Topping the list of the top research-based learning strategies is Higher Order Thinking. Teaching our students how to think critically in a variety of ways is crucial for student success, both in academics and the real world. In fact, there are nine very specific ways that the new generation of standards expect students to think. Students do not always know how to do these critical thinking strategies, and therefore need explicit instruction and support to be successful.
Higher Order Thinking, however, is only one piece of the rigor puzzle. Rigorous lessons also include two other critical components – reading comprehension strategies and writing. And just as with higher order thinking, both of these components top the chart of research-based strategies that raise achievement. While teaching the reading comprehension strategies is primarily the responsibility of the English/Language Arts teacher, the strategies are used in all content areas, simply because students have to read and understand information within all content areas. Writing is also a vital component of rigor, as students must be able to write to show their understanding of concepts. Writing in assignments is the perfect way for students to show what they know, and it’s the best way for us as teachers to determine if students really “get it.”

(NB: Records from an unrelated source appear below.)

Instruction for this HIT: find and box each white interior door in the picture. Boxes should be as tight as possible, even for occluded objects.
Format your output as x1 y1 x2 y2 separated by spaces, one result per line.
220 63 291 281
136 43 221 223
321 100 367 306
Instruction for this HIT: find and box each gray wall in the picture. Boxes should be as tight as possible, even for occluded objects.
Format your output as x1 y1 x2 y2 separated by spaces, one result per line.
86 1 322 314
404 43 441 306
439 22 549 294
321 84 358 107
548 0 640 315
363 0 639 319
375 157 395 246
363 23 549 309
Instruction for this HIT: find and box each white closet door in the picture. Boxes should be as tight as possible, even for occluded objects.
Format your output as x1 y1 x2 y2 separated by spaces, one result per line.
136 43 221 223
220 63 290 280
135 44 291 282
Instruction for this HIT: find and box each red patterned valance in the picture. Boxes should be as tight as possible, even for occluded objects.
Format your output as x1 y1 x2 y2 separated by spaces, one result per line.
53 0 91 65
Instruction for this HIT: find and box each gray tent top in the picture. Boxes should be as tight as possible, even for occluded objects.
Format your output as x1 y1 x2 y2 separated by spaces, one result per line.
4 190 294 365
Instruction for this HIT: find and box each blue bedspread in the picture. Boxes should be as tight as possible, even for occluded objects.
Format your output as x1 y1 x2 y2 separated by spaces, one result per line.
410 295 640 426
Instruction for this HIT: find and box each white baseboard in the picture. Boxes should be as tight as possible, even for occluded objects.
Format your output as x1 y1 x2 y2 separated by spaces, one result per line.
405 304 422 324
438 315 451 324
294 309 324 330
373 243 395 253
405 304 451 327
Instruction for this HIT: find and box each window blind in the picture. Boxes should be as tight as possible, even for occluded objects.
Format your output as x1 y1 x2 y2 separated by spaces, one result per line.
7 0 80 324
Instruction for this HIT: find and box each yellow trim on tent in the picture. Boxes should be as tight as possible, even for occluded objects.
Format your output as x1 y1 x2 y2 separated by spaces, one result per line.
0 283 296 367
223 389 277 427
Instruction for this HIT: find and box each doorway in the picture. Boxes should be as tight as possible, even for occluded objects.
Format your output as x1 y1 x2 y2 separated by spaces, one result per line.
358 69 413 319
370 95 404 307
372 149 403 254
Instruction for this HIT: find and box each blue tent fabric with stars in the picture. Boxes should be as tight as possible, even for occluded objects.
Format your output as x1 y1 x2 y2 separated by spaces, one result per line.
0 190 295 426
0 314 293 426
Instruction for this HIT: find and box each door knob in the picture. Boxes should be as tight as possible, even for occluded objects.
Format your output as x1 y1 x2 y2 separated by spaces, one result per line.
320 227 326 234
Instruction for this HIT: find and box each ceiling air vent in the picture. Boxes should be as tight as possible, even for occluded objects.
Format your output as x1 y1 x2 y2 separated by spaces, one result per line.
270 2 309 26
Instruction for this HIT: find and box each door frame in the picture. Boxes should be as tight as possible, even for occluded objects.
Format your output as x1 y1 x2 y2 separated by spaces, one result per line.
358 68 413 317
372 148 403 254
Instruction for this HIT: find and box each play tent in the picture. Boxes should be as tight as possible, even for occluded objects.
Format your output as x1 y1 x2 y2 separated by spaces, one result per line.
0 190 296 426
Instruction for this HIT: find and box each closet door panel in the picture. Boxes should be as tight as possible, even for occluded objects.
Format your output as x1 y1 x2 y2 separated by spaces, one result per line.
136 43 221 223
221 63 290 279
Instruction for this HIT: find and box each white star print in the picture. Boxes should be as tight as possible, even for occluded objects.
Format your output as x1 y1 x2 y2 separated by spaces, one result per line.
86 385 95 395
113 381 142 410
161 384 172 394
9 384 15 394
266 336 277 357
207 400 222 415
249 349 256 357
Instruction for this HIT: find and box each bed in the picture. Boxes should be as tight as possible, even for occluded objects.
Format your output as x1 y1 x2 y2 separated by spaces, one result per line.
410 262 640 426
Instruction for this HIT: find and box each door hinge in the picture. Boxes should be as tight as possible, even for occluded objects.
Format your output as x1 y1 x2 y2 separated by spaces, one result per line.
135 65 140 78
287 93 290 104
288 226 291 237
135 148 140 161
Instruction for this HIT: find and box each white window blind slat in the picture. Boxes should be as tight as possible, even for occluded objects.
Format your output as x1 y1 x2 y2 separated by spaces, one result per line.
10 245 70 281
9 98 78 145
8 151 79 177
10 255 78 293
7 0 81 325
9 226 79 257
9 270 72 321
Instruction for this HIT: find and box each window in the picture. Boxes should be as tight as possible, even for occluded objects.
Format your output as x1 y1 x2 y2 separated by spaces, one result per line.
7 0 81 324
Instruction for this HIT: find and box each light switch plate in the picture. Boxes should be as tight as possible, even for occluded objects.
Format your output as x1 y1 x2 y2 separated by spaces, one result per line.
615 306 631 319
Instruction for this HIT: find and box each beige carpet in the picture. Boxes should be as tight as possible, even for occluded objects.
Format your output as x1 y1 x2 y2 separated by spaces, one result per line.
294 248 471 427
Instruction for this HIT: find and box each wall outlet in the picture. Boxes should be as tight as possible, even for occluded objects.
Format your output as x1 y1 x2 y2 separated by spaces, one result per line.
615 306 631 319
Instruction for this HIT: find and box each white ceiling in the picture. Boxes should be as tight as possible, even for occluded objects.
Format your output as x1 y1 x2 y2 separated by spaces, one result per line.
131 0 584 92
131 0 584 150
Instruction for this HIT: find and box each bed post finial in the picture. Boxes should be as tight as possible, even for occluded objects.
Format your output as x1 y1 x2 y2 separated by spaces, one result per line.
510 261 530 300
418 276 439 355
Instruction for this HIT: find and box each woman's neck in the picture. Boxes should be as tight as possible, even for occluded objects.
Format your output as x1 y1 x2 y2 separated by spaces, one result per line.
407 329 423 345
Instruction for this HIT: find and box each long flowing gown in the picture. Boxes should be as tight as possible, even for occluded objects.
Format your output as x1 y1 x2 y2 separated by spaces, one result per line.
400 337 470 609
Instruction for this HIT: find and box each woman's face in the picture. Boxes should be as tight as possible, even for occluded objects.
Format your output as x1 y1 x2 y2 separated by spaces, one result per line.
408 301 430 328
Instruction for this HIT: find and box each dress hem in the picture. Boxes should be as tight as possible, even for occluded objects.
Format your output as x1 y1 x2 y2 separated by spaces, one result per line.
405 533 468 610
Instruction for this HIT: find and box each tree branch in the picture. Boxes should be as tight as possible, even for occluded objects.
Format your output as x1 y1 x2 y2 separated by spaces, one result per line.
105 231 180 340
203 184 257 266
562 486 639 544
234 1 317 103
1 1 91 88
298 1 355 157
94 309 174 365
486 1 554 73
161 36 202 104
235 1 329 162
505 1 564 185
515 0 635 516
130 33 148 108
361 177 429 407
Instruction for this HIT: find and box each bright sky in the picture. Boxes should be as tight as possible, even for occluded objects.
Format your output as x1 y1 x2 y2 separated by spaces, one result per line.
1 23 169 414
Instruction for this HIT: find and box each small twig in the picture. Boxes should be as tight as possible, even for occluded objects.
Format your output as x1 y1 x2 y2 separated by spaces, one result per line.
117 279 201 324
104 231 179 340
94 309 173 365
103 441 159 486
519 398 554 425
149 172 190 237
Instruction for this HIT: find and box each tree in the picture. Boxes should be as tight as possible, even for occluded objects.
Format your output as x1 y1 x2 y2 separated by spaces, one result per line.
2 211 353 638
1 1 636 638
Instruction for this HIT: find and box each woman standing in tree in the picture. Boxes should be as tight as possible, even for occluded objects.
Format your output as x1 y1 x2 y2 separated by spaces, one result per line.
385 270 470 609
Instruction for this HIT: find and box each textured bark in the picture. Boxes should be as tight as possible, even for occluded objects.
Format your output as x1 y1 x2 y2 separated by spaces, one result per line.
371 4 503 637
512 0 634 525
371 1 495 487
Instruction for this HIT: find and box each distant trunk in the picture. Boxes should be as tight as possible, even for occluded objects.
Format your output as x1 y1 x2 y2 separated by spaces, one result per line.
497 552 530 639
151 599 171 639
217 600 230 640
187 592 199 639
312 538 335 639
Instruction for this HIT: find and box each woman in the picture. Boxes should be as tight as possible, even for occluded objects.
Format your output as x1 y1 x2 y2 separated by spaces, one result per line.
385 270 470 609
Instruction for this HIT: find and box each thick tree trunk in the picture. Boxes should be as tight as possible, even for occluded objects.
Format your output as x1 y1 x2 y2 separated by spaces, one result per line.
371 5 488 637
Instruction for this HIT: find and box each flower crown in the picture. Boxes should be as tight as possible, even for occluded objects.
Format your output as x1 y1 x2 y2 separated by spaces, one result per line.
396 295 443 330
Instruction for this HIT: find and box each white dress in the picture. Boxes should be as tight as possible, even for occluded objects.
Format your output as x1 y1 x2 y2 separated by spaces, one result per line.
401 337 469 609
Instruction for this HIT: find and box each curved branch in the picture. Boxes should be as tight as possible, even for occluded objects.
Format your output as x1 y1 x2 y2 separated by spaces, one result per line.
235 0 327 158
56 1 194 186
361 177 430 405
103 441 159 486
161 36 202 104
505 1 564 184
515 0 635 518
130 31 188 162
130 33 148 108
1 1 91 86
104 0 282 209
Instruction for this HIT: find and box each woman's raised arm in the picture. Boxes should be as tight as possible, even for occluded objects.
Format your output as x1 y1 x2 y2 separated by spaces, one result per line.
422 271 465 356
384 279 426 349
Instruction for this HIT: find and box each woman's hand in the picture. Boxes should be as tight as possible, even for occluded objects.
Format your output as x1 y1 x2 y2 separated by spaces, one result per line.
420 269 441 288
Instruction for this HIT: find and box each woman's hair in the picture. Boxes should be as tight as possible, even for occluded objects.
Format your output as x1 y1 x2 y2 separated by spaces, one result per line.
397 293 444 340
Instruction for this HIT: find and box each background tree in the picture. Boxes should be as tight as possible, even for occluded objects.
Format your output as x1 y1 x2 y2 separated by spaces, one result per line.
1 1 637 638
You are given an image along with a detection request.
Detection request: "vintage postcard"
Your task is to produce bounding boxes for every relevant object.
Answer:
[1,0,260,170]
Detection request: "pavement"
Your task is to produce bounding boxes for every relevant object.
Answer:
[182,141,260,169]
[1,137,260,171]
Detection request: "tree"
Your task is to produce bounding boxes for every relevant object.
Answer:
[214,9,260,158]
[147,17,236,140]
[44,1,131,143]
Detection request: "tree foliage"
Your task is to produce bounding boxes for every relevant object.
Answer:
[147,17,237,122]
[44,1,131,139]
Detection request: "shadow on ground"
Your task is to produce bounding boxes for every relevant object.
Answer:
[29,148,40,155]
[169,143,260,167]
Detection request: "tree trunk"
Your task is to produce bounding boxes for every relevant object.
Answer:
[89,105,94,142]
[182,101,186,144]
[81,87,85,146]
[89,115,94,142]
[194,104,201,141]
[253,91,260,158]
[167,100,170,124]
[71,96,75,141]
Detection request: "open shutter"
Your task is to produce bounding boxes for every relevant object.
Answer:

That’s rigor in a nutshell – higher order thinking, reading comprehension, and writing. So if higher order thinking, reading comprehension, and writing to raise achievement are all top research-based learning strategies, the question becomes, “What’s bigger than rigor?” If you are already planning and teaching lessons that have a focus on a higher order thinking strategy and/or reading comprehension strategy, and students are writing to learn throughout the lesson and writing to inform in their assignments, what’s the next step in increasing student achievement?
What’s bigger than rigor is the incorporation of other top-ranking strategies as well. When planning your lessons, consider the learning strategies that have the biggest impact on students, and make sure that they are part of your plan.